Mister Eko's in flashbacks this week, and we watch him as a young lad making a violent decision to save his brother. Naturally, as the two grow up, they become polar opposites: Eko's a murderous drug lord, and his brother, Yemi, becomes a priest. Eko tries to extort some assistance from Father Yemi -- it involves Eko and his crew posing as priests and smuggling heroin in statues of the Virgin Mary (wonder what that has to do with the island). Yemi brings in the military in an ultimately fatal attempt to save his brother (Yemi, good Catholic that he is, carries some guilt from his brother's sacrifice all those years ago). Yemi gets shot and winds up on the plane with Eko's crew, who hightail it, leaving Eko sprawled on the tarmac. When the military mistakes Eko for Yemi, Eko smoothly begins his life of piety (maybe -- he quotes the 23rd Psalm, but big deal. Even Coolio knows that, and he doesn't preach much beyond getting your woman on the floor).

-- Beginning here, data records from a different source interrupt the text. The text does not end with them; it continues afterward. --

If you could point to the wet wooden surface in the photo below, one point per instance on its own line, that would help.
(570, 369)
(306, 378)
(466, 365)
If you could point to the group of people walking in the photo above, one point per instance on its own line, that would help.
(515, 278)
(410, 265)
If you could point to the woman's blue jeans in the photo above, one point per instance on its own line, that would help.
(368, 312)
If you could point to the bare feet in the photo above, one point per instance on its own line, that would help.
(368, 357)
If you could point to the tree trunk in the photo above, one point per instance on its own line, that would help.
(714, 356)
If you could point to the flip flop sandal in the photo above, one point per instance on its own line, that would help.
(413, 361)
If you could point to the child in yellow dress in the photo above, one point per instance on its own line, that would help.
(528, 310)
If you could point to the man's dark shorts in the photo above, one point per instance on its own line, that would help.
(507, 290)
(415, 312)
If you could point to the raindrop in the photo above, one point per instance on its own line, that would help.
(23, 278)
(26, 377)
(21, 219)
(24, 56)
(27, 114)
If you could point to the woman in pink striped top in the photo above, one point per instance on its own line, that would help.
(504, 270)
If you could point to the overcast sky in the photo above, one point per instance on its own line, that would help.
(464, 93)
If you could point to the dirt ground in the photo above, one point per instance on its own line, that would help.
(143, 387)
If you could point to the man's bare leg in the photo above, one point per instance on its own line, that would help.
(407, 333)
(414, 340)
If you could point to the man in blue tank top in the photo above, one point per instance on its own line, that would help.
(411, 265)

On the island, Eko discovers Charlie's Lady of Perpetual Tied-Off Arms, and forces Charlie to take him to the plane, where Eko finds his brother's long dead and desiccated corpse. Eko also manages to stare down Lostzilla, which is that black cloud, more fully defined than we've seen it to date, with holograms or hallucinations or something, barely visible inside it. Oh, and Claire knows about Charlie's heroin now, and she ain't happy. And she didn't even see him whining and making excuses for his behaviour all throughout the episode. She'd be even less pleased to know that Charlie has a whole stash of backup Virgin Marys.

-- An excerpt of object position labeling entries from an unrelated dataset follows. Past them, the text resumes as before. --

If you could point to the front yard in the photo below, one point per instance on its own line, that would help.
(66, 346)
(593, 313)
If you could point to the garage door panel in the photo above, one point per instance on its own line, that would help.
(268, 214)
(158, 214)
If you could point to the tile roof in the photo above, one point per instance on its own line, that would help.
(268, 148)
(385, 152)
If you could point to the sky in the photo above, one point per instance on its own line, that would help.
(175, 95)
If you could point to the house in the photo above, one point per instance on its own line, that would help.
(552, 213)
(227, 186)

Michael gets some rifle-training from Locke, in between chat sessions with his son, which could yet turn out to be hallucinations of his addled brain.
Looking forward to episodes referencing the 4th, 8th, 15th, 16th, and 42nd Psalms, that's for sure.
So anyway, the episode finally starts, and it's the first new content in what, six months? I want to say six months.
So we're in Africa, which you can tell because it's brown and dusty, and the show goes for the stereotypical bongo drum music that signifies Africa. It's Nigeria, specifically, and a bunch of kids are playing football, or, as it's called over in Europe, "American soccer." And there is a marketplace, and goats, and women carrying things on their heads, and a Coke bottle dropping from the sky.
Suddenly a truck full of gun-toting thugs comes roaring into the village. Replace the kids playing soccer with kids playing hockey and you have a normal small-town Alberta Saturday night, really. One of the boys, who turns out to be Young Eko, is wearing a cross around his neck. He looks concerned, as well he might, because now the ne'er-do-wells are hopping out of the truck and herding the children together. Shrieks and cries from the villagers earn a "be quiet" as the men run them out of the market.
A priest comes running out of the church, yelling for them not to take any more of the children, and he earns a rifle butt to the back of his head. One of the thugs yells, "Grab the old man," and said old man (not the priest) is dragged forward and forced to his knees. "Get the little one," says one of the thugs. "The little one" is the younger boy Young Eko is clutching to his chest. The leader of the gang steps forward, unholstering his gun, and rips the boy from Young Eko's arms. The leader puts the gun in the boy's hands, and helps him point it at the quivering old man. "Kill him," says the leader, stepping aside. "Shoot him now." I get it: the old man represents the viewers! The boy's terrified but doesn't pull the trigger, so he gets cuffed in the head by the leader, who orders him again to shoot the old man. Just as it looks like the boy is about the pull the trigger, Young Eko runs forward, grabs the gun, and shoots the old man himself, looking sick at what he's done. It's too bad he didn't grow up playing Grand Theft Auto, because then he'd be desensitized.